The security committee for Kava Labs, the company behind a new-generation DeFi platform, has halted the chain to address an inflation bug that over distributes yield farming rewards in its latest release.
- To patch the bug and re-start the Kava chain, the development team are asking validators to revert to an earlier version of the software, Kava-4, before updating to the new Kava-6 version in roughly 12 hours, according to Messari.
- Kava 5, the software version containing the bug, was released this week, shortly before the bug was discovered.
- The platform's safety committee shut down the Kava-5 chain at block 459. Kava Labs is planning to replay the state and determine the source of the error.

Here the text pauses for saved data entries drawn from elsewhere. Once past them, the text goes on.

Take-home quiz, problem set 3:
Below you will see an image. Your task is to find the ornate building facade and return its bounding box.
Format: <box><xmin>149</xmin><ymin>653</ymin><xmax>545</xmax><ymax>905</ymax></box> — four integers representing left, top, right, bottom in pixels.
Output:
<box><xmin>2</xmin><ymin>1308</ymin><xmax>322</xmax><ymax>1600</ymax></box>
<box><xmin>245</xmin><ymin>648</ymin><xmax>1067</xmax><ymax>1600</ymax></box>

- “User funds are not affected. A fix is currently being worked on. Will update shortly,” a Kava Labs tweet reads.
- According to Messari, the "high severity bug" was paying out liquidity providers on the platform "well above expected values."
- These specific payouts are timelocked, the post explains, so they could not be sent to exchanges, just claimed by their users.
- "Kava Labs' monitoring suite picked up the bug within minutes of Kava 5 launch, way before any HARD claims could actually be distributed – this was by design," said Scott Stuart, co-founder of Kava Labs, in a statement shared with CoinDesk.
- Kava is a blockchain built on the Tendermint consensus algorithm and is also a participant in the Cosmos blockchain interoperability project.
- Kava's HARD protocol is its cross-chain money market that allows users to lend, borrow, and earn with a variety of digital assets.
- The Binance-backed chain went live last year and offers yield farming applications similar to those found in Ethereum’s DeFi ecosystem.
Updated Thursday, March 4, 2021, at UTC 20:53 UTC: This article was updated to include new information regarding development team recommendations for Kava node operators.
Updated Thursday, March 4, 2021, at UTC 22:05 UTC: Comments from Scott Stuart, co-founder of Kava Labs, and information about HARD protocol were added.